2. Materials and Methods

2.1. Experimental Procedure and Plant Material

Experimental site characteristics and experimental design: the experiments of the present study were carried out at the Farm in Napiéledougou (Department of Korhogo north of Côte d'Ivoire). This experimental site is located between an average altitude of 392 meters between - 5°34'31" and - 5°29'34 '' West longitude and between 9°31'23'' and 9°31'32'' latitude North and 5°38' 83.2'' at an average altitude and is far 40 Km distance from Korhogo. The climate of the analyzed area is the maritime sub-equatorial with the temperatures comprised between 24 and 33°C. The annual precipitations fluctuate between 1100mm and 1600 mm. The two analyzed maize (red and white maize) and soybean (green and yellow soybean) varieties seed were provided by the National Center of Agronomic Research (CNRA Côte d'Ivoire). The experimental design consisted in a block of 4 treatments and 4 repetitions for the two analyzed maize (Zea mays. L) and soybean (Glycine max) cereal crops. The two blocks corresponding to each of the two analyzed maize and/or soybean varieties were divided into 16 basic plots corresponding to the four under-investigated rhizobacteria treatments (treatments T0, T1, T2 and T3). The space between the ridges was 75 cm between rows and 40 cm between bunches with 2 plants per hill after thinning. The different treatments covered each elementary plot of 4m x 4m (16 m²). Each elementary plot contained 4 lines of 4 m long.

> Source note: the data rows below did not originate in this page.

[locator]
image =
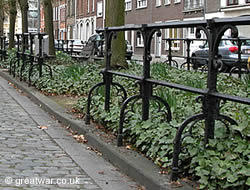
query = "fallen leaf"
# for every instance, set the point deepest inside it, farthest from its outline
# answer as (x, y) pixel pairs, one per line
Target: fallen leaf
(128, 147)
(80, 138)
(101, 172)
(176, 184)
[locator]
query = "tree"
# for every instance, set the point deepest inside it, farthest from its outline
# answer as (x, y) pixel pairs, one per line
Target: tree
(12, 13)
(24, 11)
(48, 17)
(115, 17)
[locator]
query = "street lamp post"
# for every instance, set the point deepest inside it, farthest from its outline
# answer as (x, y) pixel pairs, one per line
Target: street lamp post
(38, 16)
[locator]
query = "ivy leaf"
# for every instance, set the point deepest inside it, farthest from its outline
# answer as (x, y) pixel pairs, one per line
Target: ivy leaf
(248, 181)
(232, 178)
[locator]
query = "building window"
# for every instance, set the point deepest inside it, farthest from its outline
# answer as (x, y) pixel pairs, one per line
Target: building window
(158, 3)
(232, 2)
(167, 2)
(141, 3)
(193, 4)
(99, 9)
(128, 5)
(172, 33)
(93, 6)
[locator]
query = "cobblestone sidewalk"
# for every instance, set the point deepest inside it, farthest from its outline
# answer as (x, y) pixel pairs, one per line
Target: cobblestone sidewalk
(29, 157)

Rhizobacteria (P. fluorescens) bio-fertilizer treatments: effects of rhizobacteria treatmentsT0: plots planted without rhizobacteria (P. fluorescens) and without foliar fertilizer; T1: subdivision sown with the seed inoculated with rhizobacteria (P. fluorescens) only; T2: land sown with the seed inoculated with rhizobacteria (P. fluorescens) bio-fertilizer and foliar fertilizer; and T3: subdivision without rhizobacteria (P. fluorescens) bio-fertilizer with foliar fertilizer only have been evaluated for both growth and yield parameters of the two considered maize and soybean cereal crops. Table 1 (see below), summarizes the combination of the four above mentioned rhizobacteria (P. fluorescens) treatments. However, it is noteworthy to underline that handling the present experiments a regular weeding was performed to hold each plot.

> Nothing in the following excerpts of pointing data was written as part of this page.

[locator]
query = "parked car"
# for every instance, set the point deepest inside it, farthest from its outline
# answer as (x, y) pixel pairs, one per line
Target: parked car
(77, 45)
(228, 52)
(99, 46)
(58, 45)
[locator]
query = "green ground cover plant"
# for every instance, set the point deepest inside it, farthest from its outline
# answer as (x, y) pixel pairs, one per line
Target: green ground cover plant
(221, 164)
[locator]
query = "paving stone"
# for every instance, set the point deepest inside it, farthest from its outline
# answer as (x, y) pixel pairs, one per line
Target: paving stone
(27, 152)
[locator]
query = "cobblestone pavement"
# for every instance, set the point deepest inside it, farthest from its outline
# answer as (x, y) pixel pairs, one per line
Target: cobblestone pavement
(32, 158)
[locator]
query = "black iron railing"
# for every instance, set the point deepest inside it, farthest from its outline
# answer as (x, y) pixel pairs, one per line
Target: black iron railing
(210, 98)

Table 1. Summary of Rhizobacteria (P. fluorescens) treatment combinations
     
Preparation of inoculums and seed inoculation: Rizofos Liq Maize/Soybean Bio fertilizer manufacture requires the strain of bacterium Pseudomonas fluorescens specifically selected for its phosphorus solubilizing ability. If stored under the recommended conditions (cool below 25°C), the product contains 1x109 CFU/ml in manufacturing. The inoculums were prepared from 500 ml RizofosLiq Maize/Soybean Premax-R + 200 ml of Premax-R for 100 kg of maize and/or soybean seed. We put the needed amount of Premax-R in a container and then added the required amount of RizofosLiq Maize/Soybean. We mix until a homogeneous mixture before inoculation of the required amount of maize and/or soybean seed. What follows is planting seeds making holes about 3 cm deep, in which two inoculated seed of maize and/or soybean are deposited.

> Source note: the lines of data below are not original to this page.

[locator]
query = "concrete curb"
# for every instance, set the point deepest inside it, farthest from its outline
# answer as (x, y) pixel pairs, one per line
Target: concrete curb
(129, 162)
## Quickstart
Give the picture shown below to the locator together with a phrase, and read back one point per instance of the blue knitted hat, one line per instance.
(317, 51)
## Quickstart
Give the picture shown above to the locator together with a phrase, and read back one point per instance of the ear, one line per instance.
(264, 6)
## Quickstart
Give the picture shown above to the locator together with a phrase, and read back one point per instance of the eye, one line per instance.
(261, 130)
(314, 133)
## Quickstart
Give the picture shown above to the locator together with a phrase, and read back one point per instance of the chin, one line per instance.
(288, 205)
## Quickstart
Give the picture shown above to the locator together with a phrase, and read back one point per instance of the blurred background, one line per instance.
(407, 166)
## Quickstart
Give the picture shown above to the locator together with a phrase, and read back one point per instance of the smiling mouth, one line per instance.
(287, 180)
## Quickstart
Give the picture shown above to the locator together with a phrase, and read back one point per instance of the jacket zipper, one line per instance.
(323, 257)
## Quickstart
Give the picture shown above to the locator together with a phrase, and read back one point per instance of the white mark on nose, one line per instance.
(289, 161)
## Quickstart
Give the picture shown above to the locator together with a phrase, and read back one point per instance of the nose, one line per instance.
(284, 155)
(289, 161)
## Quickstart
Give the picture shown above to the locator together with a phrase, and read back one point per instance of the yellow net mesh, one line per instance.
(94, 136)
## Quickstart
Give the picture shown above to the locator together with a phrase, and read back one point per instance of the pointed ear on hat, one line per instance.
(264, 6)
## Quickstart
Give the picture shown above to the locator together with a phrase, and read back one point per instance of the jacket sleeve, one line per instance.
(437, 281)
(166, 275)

Growth and yield measured parameters: for this study, growth and yield parameters (9 parameters in total) for each analyzed maize (Zea mays. L) and soybean (Glycine max) cereal varieties were measured in two considered experimental sites named site 1 and site 2. Regarding growth parameters; plant height, leaves number, leaves length, and collar diameter have been considered. Indeed the collar diameter has been measured using an electronic sliding calliper. The growth parameters were evaluated using a centimeter as scale of measurement (cm). However, height parameters of both analyzed maize and soybean cereal plants have been measured from ground to the end of the longest petiole. Furthermore, the number of leaves per plant was counted weekly. Next, during production phase ear/pod length, ear/pod width, ear/pod diameter, seed/grain number, ear/pod number per plant yield parameters have been considered. In addition, length, width and geometric diameter parameters have been measured using electronic caliper.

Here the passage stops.